Lo que más impresionó a Aliocha fue su expresión infantil e ingenua. Tenía miradas y alegrías de niña. Se acercó a la mesa, alborozada, alegre, impaciente y curiosa, como si esperase algo. Su mirada alegraba el alma. Aliocha lo notó. Además, había en ella un algo que no se sabía lo que era, pero que se percibía: aquella suavidad de movimientos, aquella ligereza felina de cuerpo, que, no obstante, era poderoso y robusto. Bajo su chal se dibujaban unos hombros llenos y unos senos firmes de mujer joven. En aquel cuerpo se presumían las formas de la Venus de Milo, pero con proporciones un tanto excesivas.
Los conocedores de la belleza rusa que hubieran contemplado a Gruchegnka, habrían predicho con plena convicción que cuando frisara en los treinta, aquella belleza, fresca aún, perdería la armonía: desaparecería la nitidez de sus facciones, se formarían rápidamente arrugas en la frente y alrededor de los ojos; el cutis se marchitaría, enrojecería tal vez. En una palabra, que Gruchegnka tenía esa belleza que parece otorgar el diablo, esa hermosura efímera tan frecuente en las mujeres rusas.
Aliocha, naturalmente, no pensaba en estas cosas, pero, aunque encantado, se preguntaba contrariado y como a pesar suyo: «¿Por qué arrastrará de ese modo las palabras y no hablará con naturalidad?»
A Gruchegnka le parecía sin duda bonito arrastrar las sílabas y darles una entonación cantarina. Sin embargo, esto no era sino un hábito de mal tono, que revelaba una educación deficiente y una falsa noción de las normas sociales.
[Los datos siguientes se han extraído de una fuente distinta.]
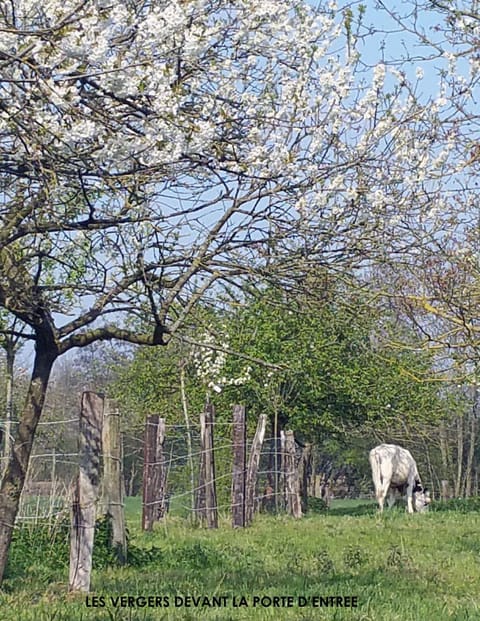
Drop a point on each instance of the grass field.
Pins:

Este modo de hablar afectado parecía a Aliocha incompatible con aquella expresión ingenua y radiante, con el alegre e infantil centelleo de aquellos ojos.
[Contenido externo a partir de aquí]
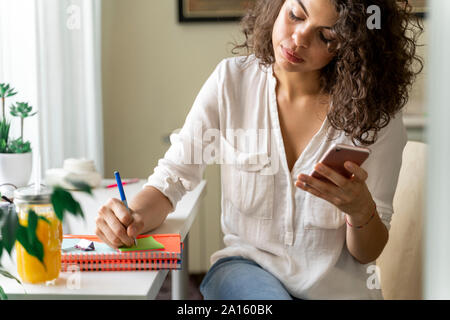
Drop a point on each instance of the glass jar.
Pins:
(29, 268)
Catalina Ivanovna la hizo sentar frente a Aliocha y besó más de una vez los labios sonrientes de aquella joven como si estuviese enamorada de ella.
—Es la primera vez que nos vemos —explicó, y añadió ilusionada—: Alexei Fiodorovitch, yo quería verla, conocerla, y estaba dispuesta a ir en su busca, pero ella ha acudido a mi primera llamada. Tenía la seguridad de que lo arreglaríamos todo; lo presentía. Me rogaron que renunciara a dar este paso, pero yo preveía el resultado y no me equivoqué. Gruchegnka me ha explicado sus intenciones con todo detalle. Ha venido a mí como un ángel bueno y me ha traído la paz y la alegría.
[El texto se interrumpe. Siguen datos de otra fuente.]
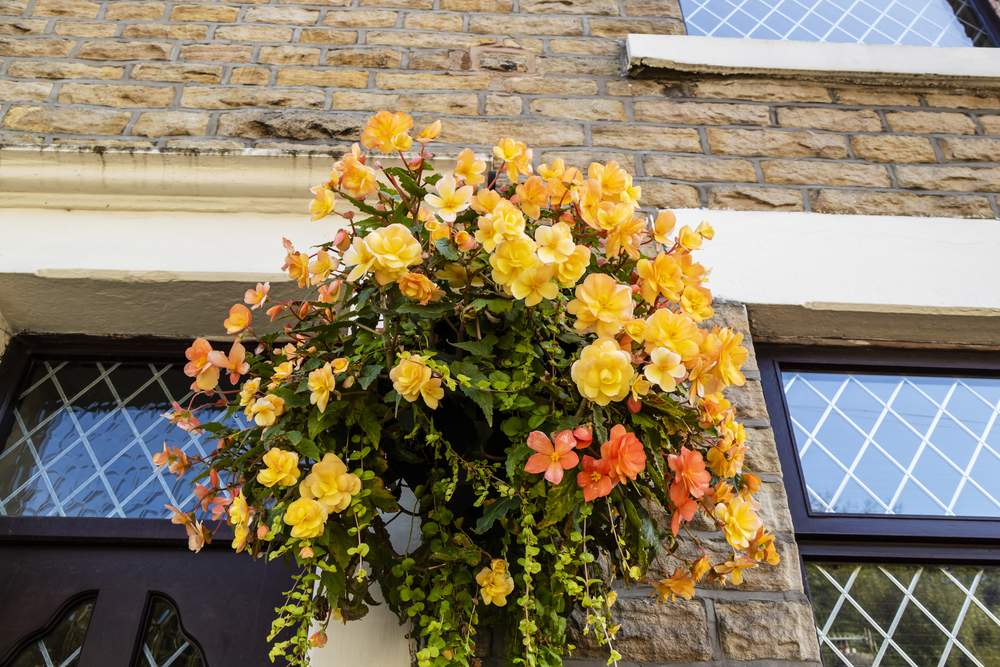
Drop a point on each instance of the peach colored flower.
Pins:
(551, 458)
—Lo que ocurre es que usted no me ha despreciado, mi querida señorita —dijo Gruchegnka con su dulce sonrisa y en tono humilde.
—¡No diga esas cosas, mi encantadora amiga! ¿Despreciarla yo? Voy a besar otra vez ese labio tan lindo. Parece hinchado, pero yo haré que lo parezca más aún... Mire cómo se ríe, Alexei Fiodorovitch. Se le alegra a uno el corazón mirando a este ángel.